While boys under seven were spared to be recruited later into the 'Cubs of the Caliphate', unmarried girls, mostly between the ages of 13 and 16, were selected and taken away to be sold as sex slaves.

In the early hours of August 16, those deemed to be past childbearing and heavily pregnant were separated, killed and tossed into a pit, the site which is known now as ''the Mothers' Cemetery,'' while survivors- mostly women and children- were transported to the villages of Qaser Mahrab, Qasel Qio and Khadra, just outside Tal Afar. Anyone who tried to escape was beaten at the first attempt, and executed at the second.

Nearly 400 men were killed on that day while in Solagh, 73 women and 12 children were killed- some buried alive. https://www.timesofisrael.com/islamic-state-said-to-bury-women-and-children-alive/

Specifically intent on de-Yazidization, the Islamic State moved Yazidis deeply to various parts in Syria and Iraq far away from their cultural homelands. At the core of its policy implemented against Yazidis lies the intent to eradicate proper the Yazidi unique culture.

 

Notably particularly, the Kocho mass murder is the actual realization of the extremist group's ideology against the Yazidi community as a whole.
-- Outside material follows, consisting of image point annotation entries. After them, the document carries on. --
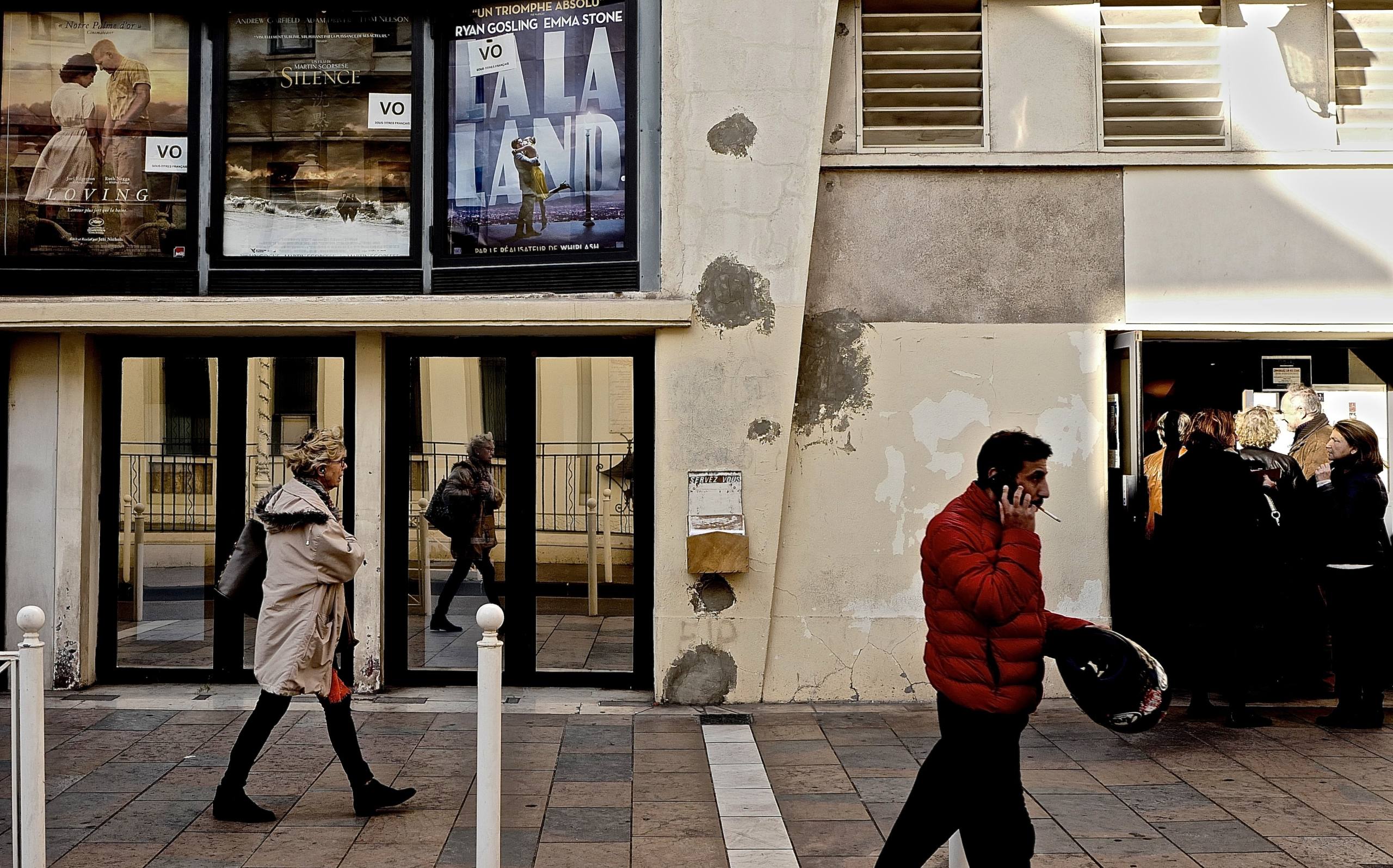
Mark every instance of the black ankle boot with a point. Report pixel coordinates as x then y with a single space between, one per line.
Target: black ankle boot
232 806
374 795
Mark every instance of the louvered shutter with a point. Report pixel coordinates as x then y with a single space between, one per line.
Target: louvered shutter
1161 77
1364 71
921 74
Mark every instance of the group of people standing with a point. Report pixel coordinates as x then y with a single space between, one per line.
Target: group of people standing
1271 540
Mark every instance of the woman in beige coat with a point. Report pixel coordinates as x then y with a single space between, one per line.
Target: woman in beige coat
310 558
Kocho is a case in point.

Even after converting to Islam, Yazidis were not treated on equal terms with Muslims. They were open to regular counts and were beaten on regular bases and sold time and again.
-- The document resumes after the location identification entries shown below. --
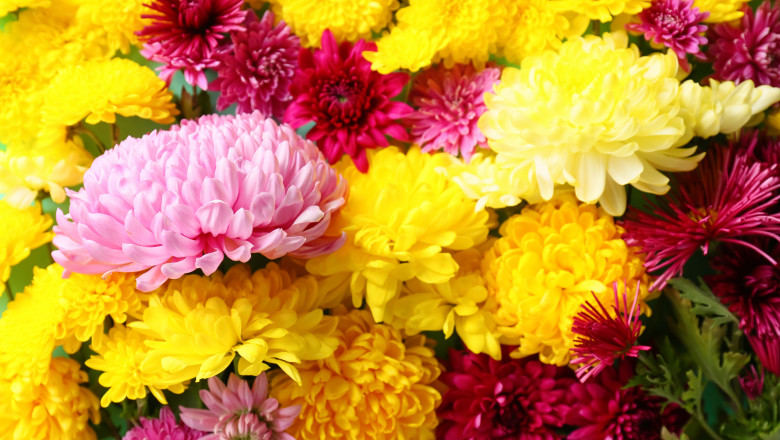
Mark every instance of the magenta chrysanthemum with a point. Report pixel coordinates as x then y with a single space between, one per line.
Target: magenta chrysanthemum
257 71
749 50
184 34
675 24
237 412
348 102
503 400
728 198
448 105
183 199
164 427
603 338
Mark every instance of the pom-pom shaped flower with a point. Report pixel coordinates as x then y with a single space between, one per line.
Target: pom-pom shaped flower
179 200
551 258
348 102
748 50
510 399
375 386
448 103
674 24
236 411
184 34
401 219
257 71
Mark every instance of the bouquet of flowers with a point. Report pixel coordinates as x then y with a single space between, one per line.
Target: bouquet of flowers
384 219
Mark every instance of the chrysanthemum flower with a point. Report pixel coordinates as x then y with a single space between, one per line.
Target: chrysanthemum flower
401 219
676 25
551 258
184 34
511 399
448 103
164 427
728 198
257 71
23 230
375 386
603 338
348 102
58 408
349 21
748 50
236 411
197 325
222 186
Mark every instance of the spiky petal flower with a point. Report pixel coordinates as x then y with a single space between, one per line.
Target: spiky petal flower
675 24
448 105
348 102
184 199
184 34
257 71
749 49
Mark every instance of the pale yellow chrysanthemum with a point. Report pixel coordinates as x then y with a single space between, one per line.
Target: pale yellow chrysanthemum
23 230
375 386
462 304
401 218
197 325
119 357
544 267
349 20
57 409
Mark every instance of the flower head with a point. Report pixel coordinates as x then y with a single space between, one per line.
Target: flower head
348 102
222 186
235 411
503 400
603 338
257 71
448 103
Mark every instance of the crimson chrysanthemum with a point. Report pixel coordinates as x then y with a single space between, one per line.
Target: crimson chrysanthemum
257 70
728 198
749 49
511 399
448 104
184 35
603 338
349 103
675 24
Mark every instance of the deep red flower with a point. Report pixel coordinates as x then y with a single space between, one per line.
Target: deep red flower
603 338
512 399
348 102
Although Kocho was liberated years ago, it remains derelict, survivors are still living in IDP camps in the Kurdistan Regional Government and tens of others are still missing in Syria and elsewhere.

The territorial defeat, however, of the Islamic State in Iraq 2017 and then in Syria in 2019 did not ensure the termination of the Yazidi suffering nor did it bring the Yazidi plight to an end.

In 2019 and 2020 the Kurdistan Regional Government, Iraqi Government with the support of the United Nations Investigative Team to Promote Accountability for Crimes Committed by ISIS (UNITAD), exhumed 17 mass graves in and around d Kocho.

In February 2021, bodies of 103 Kocho IS victims were finally laid to rest according to Yazidi religious and cultural rituals and traditions.

 

In December 2021, remains of another 41 victims were laid to final rest in the symbolic cemetery constructed for the Kocho victims.

https://www.france24.com/en/live-news/20211209-iraq-holds-funeral-for-yazidi-mass-grave-victims-of-is

The village of Kocho has become synonymous with the Yazidi genocide. For the time being, survivors mark time, waiting for justice to be served eight years after the calamity which made the village- among others- a dead one.